Default Values and None Handling

Configr intelligently handles default values in nested dataclasses:

  1. If a nested dataclass field is None in the configuration file, Configr will attempt to create an empty instance using the class's default constructor.
  2. If the nested dataclass constructor requires arguments with no defaults, the field will remain None.
  3. Default values in nested dataclasses are respected at all levels of nesting.

Example:

@dataclass
class DatabaseConfig:
    # These fields have no defaults and are required
    username: str
    password: str
    database: str
    host: str = "localhost"
    port: int = 5432


@config_class
class AppConfig:
    debug: bool = False
    # This will be None if not in the config file, since DatabaseConfig
    # has required fields with no defaults
    database: DatabaseConfig = None

Type Validation in Nested Structures

Configr performs type validation for nested dataclass fields just like it does for top-level fields. This is handled by the FieldTypeChecker class which ensures that your entire configuration hierarchy maintains type safety.

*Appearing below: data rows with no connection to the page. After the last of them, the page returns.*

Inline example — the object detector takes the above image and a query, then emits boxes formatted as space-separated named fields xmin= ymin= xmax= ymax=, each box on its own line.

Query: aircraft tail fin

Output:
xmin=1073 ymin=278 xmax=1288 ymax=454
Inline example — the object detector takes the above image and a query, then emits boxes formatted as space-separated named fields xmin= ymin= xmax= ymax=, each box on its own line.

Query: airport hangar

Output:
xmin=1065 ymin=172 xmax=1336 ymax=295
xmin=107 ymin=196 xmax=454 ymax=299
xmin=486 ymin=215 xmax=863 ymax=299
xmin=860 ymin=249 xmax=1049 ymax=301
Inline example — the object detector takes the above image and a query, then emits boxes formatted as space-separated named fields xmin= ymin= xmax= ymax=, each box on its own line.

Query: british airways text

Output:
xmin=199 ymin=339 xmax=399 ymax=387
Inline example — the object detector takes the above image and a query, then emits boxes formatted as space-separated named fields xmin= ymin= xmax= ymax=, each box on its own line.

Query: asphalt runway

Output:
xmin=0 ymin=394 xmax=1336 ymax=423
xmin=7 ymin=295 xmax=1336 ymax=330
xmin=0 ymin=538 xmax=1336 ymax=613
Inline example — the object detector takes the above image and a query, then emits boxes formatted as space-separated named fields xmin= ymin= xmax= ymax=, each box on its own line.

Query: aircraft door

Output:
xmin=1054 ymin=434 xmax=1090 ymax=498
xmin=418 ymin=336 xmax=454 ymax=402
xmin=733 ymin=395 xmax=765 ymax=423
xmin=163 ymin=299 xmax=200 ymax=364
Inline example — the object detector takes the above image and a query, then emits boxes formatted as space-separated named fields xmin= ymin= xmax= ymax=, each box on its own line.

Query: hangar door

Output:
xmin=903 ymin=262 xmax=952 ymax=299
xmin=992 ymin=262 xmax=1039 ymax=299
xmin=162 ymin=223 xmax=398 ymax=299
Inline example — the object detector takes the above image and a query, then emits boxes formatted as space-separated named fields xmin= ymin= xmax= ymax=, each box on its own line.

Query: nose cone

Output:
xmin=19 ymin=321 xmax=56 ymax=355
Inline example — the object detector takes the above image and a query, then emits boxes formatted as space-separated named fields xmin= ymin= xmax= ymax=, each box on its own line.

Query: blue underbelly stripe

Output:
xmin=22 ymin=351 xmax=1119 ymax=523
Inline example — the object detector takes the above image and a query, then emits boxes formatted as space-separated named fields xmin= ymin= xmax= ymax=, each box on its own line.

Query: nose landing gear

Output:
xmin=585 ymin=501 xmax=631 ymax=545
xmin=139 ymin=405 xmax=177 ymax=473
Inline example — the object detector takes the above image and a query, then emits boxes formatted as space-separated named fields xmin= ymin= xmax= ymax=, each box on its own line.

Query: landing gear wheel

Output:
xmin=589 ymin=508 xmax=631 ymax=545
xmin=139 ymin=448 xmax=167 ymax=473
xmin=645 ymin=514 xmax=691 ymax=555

Configr will raise a ConfigValidationError if a type check for a field fails.

Customizing Nested Configuration

You can add methods to your nested dataclasses for additional functionality:

@dataclass
class DatabaseConfig:
    host: str
    port: int
    username: str
    password: str
    database: str

    def get_connection_string(self):
        """Generate a database connection string."""
        return f"postgresql://{self.username}:{self.password}@{self.host}:{self.port}/{self.database}"

    def __post_init__(self):
        """Validate database configuration."""
        if self.port < 1024 or self.port > 65535:
            raise ValueError(f"Invalid port: {self.port}")

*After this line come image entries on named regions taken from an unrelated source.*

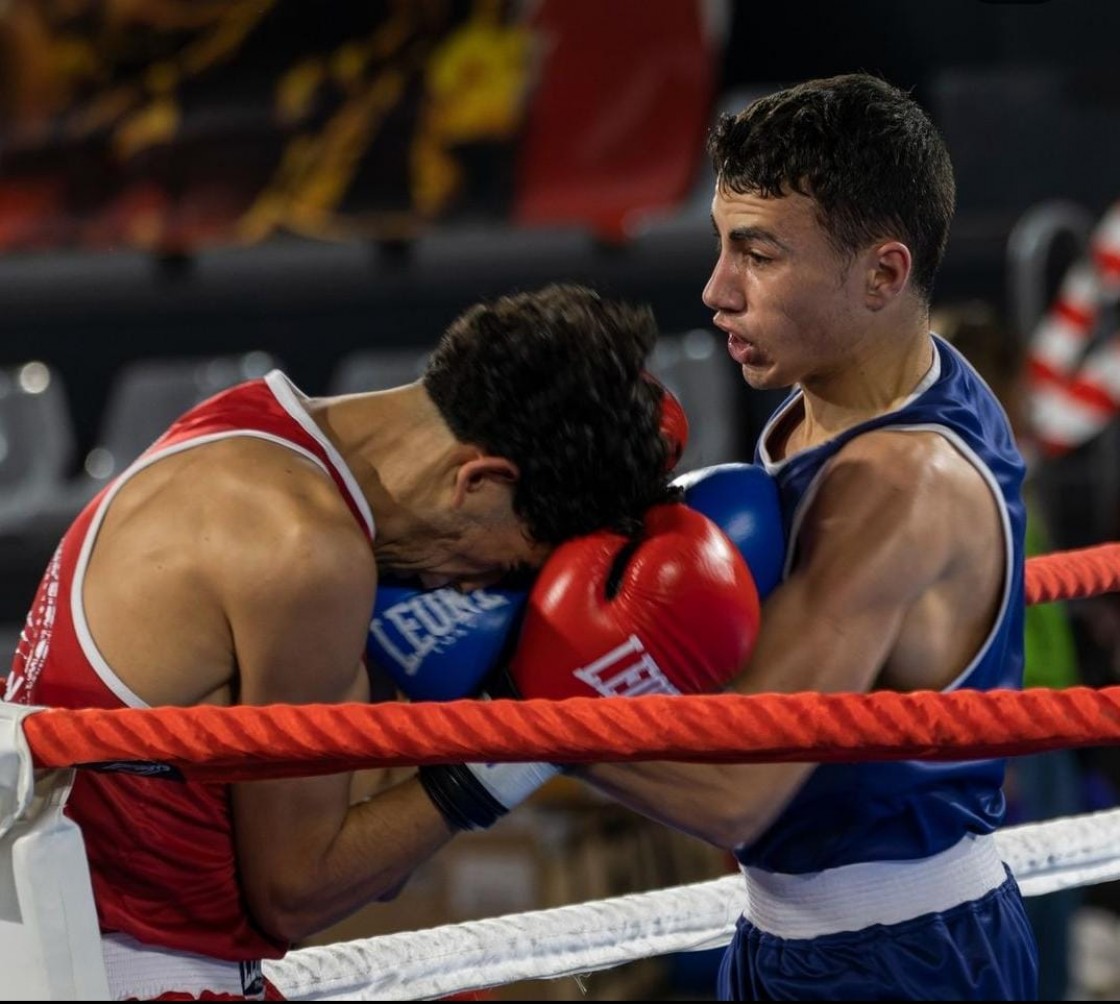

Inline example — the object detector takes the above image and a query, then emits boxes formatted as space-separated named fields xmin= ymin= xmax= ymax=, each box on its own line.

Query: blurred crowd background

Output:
xmin=0 ymin=0 xmax=1120 ymax=1000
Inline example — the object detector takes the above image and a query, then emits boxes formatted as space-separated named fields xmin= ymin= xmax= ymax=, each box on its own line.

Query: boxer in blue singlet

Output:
xmin=586 ymin=74 xmax=1037 ymax=1001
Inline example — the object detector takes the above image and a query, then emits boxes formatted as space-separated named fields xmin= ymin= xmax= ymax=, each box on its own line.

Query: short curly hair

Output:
xmin=422 ymin=283 xmax=672 ymax=543
xmin=708 ymin=73 xmax=956 ymax=304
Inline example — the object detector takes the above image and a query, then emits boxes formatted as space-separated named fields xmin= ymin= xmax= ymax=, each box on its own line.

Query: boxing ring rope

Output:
xmin=6 ymin=543 xmax=1120 ymax=1000
xmin=264 ymin=809 xmax=1120 ymax=1001
xmin=15 ymin=543 xmax=1120 ymax=780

Then use these methods in your code:

config = ConfigBase.load(AppConfig)
connection_str = config.database.get_connection_string()

Best Practices for Nested Configuration

  1. Keep nesting reasonable: While Configr supports arbitrary nesting, keep your hierarchy sensible for maintainability.

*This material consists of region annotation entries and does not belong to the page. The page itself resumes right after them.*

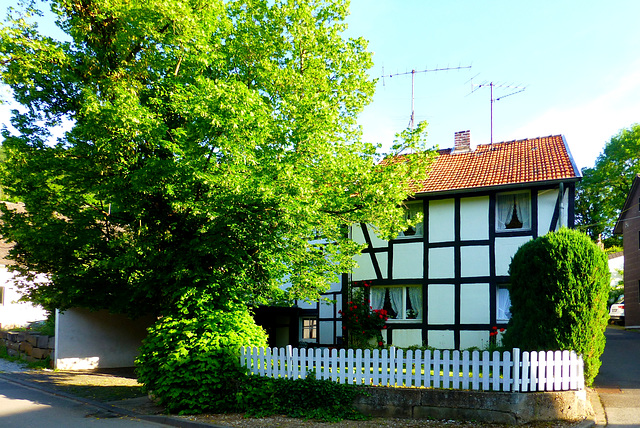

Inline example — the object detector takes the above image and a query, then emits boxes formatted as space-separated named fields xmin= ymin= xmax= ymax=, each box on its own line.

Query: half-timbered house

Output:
xmin=345 ymin=131 xmax=580 ymax=349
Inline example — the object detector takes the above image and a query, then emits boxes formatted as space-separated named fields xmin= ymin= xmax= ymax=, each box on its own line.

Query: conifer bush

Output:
xmin=502 ymin=229 xmax=609 ymax=385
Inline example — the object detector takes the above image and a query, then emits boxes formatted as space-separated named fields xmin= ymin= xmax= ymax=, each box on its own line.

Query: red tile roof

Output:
xmin=414 ymin=135 xmax=580 ymax=193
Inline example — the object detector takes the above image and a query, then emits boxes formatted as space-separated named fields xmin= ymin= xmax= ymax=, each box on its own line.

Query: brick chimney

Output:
xmin=451 ymin=130 xmax=471 ymax=155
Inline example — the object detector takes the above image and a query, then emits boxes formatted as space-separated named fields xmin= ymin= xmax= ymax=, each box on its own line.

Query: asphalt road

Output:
xmin=0 ymin=379 xmax=165 ymax=428
xmin=594 ymin=326 xmax=640 ymax=428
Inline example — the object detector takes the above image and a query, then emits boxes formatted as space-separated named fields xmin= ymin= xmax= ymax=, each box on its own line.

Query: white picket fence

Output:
xmin=240 ymin=346 xmax=584 ymax=392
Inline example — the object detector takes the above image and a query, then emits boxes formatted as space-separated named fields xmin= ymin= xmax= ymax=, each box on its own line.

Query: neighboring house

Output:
xmin=0 ymin=202 xmax=47 ymax=329
xmin=613 ymin=174 xmax=640 ymax=328
xmin=607 ymin=251 xmax=624 ymax=288
xmin=350 ymin=131 xmax=580 ymax=349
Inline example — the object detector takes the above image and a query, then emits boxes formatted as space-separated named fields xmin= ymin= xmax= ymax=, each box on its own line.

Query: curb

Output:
xmin=0 ymin=373 xmax=231 ymax=428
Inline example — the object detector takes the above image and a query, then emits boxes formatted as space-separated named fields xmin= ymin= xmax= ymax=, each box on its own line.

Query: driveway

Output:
xmin=594 ymin=326 xmax=640 ymax=428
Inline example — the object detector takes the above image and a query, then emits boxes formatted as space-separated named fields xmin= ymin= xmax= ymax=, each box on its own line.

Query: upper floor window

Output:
xmin=496 ymin=191 xmax=531 ymax=231
xmin=398 ymin=201 xmax=424 ymax=238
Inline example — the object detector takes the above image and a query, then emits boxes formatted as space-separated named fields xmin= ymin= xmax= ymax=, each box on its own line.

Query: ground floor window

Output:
xmin=496 ymin=287 xmax=511 ymax=321
xmin=370 ymin=285 xmax=423 ymax=321
xmin=300 ymin=318 xmax=318 ymax=341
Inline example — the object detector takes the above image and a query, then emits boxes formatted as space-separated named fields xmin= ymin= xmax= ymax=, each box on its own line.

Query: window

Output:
xmin=370 ymin=285 xmax=423 ymax=320
xmin=496 ymin=287 xmax=511 ymax=322
xmin=398 ymin=201 xmax=424 ymax=237
xmin=300 ymin=318 xmax=318 ymax=341
xmin=496 ymin=192 xmax=531 ymax=231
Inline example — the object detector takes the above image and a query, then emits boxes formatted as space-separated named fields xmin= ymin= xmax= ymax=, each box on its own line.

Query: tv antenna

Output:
xmin=469 ymin=74 xmax=527 ymax=144
xmin=381 ymin=65 xmax=471 ymax=129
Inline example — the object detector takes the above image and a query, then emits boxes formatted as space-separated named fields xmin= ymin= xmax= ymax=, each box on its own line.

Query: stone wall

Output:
xmin=0 ymin=331 xmax=55 ymax=362
xmin=355 ymin=387 xmax=593 ymax=424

  2. Use explicit types: Always use explicit type annotations, especially for collections of dataclasses.

  3. Provide defaults where appropriate: Use default values for optional fields to make your configuration more robust.

  4. Add validation in __post_init__: Add custom validation in the __post_init__ method of your dataclasses.

  5. Break complex configurations into logical modules: For very complex configurations, consider splitting your config classes across multiple modules.

Environment-Specific Configuration

For environment-specific configuration:

import os

ENV = os.environ.get("ENV", "development")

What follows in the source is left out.